Face to face Undifferentiated Diagnosis and /or Triage
This is a less common form of practice for pharmacists to be involved in but it is likely to become more common over time. Here, the pharmacist is the first point of contact in a GP practice and is in a position to have full access to patients’ clinical records. They are operating face to face with a patient and in a position to diagnose (or rule out) a condition which is not documented in the clinical record nor has it been previously diagnosed by another appropriate Health Care Professional. They may be involved in providing a triaging service to a series of patients and either treating them directly, or referring them to other professionals, however, this relies on diagnostic skills. They should only be involved in undifferentiated diagnosis and/ or triage if it is carried out in accordance with their Boundaries of Clinical Practice Statement (BCPS). This also includes scenarios where they see a patient for management of one condition and they choose to treat a patient (within the scope of their BCPS) with a newly presenting complaint.

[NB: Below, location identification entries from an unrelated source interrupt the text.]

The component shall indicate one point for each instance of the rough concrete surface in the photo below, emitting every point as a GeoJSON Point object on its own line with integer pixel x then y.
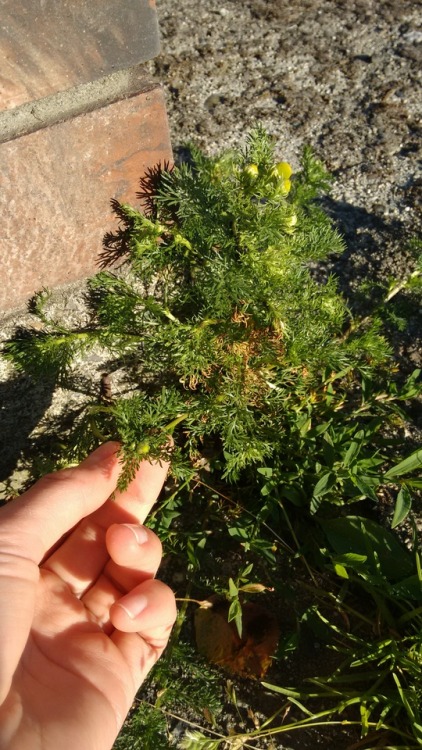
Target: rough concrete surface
{"type": "Point", "coordinates": [340, 75]}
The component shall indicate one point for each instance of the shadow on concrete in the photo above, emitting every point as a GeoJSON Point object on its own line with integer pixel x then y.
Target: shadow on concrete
{"type": "Point", "coordinates": [23, 403]}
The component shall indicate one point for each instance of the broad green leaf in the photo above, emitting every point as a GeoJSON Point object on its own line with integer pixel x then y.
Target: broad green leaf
{"type": "Point", "coordinates": [233, 590]}
{"type": "Point", "coordinates": [409, 588]}
{"type": "Point", "coordinates": [324, 485]}
{"type": "Point", "coordinates": [411, 463]}
{"type": "Point", "coordinates": [351, 453]}
{"type": "Point", "coordinates": [402, 508]}
{"type": "Point", "coordinates": [353, 534]}
{"type": "Point", "coordinates": [350, 558]}
{"type": "Point", "coordinates": [340, 570]}
{"type": "Point", "coordinates": [294, 495]}
{"type": "Point", "coordinates": [266, 471]}
{"type": "Point", "coordinates": [365, 485]}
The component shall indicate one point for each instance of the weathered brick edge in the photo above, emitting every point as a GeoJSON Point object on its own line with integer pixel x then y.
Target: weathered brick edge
{"type": "Point", "coordinates": [79, 124]}
{"type": "Point", "coordinates": [56, 187]}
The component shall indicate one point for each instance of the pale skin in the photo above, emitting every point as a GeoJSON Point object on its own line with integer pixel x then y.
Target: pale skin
{"type": "Point", "coordinates": [82, 618]}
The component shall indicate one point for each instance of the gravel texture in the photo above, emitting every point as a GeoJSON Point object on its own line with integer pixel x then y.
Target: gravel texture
{"type": "Point", "coordinates": [340, 75]}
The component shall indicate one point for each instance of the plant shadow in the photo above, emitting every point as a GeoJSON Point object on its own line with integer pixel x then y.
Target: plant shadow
{"type": "Point", "coordinates": [24, 402]}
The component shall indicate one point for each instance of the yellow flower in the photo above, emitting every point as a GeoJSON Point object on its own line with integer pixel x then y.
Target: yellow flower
{"type": "Point", "coordinates": [282, 171]}
{"type": "Point", "coordinates": [251, 170]}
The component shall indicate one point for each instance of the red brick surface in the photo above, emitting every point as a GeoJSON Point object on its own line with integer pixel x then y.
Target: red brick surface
{"type": "Point", "coordinates": [48, 46]}
{"type": "Point", "coordinates": [56, 185]}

The risks associated with face to face undifferentiated diagnosis and/or triage are significantly higher than many other activities undertaken by pharmacists in primary care and the indemnity premiums are much higher. Additionally an application for cover for undifferentiated diagnosis will require the submission of supporting evidence regarding their additional training and competence. If the cover level for undifferentiated diagnosis is selected, then cover will automatically be provided for differentiated diagnosis as this is considered to be a lesser form of risk.
Conditions
Undoubtedly both differentiated and in particular undifferentiated diagnosis exposes pharmacists to a much greater risk of litigation and this is why a number of conditions to the cover provided have been attached.

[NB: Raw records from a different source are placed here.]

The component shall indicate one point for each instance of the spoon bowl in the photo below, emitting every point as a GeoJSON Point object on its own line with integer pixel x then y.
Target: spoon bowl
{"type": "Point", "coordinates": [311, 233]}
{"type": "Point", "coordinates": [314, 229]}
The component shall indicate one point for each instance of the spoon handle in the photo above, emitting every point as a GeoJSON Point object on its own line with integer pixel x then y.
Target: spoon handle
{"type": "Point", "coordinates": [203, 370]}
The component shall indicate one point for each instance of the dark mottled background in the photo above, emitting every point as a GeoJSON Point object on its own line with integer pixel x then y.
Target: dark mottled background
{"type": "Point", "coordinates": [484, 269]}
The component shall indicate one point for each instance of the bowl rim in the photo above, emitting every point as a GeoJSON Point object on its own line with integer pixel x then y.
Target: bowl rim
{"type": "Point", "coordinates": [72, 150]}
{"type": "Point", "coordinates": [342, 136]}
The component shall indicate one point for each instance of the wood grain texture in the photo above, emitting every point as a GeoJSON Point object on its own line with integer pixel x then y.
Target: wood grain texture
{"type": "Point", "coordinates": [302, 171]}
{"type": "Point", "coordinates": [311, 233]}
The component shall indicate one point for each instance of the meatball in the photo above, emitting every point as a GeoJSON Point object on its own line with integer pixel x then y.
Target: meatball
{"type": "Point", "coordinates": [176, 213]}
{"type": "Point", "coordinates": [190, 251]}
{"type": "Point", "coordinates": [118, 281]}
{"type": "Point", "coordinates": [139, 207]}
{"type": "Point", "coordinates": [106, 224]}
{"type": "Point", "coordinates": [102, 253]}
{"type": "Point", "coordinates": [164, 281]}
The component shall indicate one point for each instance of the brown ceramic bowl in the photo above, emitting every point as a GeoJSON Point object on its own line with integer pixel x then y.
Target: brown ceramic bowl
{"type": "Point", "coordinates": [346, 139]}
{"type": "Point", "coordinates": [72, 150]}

- Pharmacists must ensure and must be able to demonstrate that they are competent to undertake the diagnostic and/or triage tasks that they perform. Evidence will be requested for sight of relevant training.
- Pharmacists must have established either a senior clinical practitioner with the required competence and/or a professional peer group to act as a reference point to assist in the event that they need support in any of their diagnostic activities.
- Protocols must be in place and must be observed to include;
- A significant event monitoring process
- A service review process which reviews pharmacist performance in the area of diagnosis.
- You can choose £5 or £10 million indemnity cover.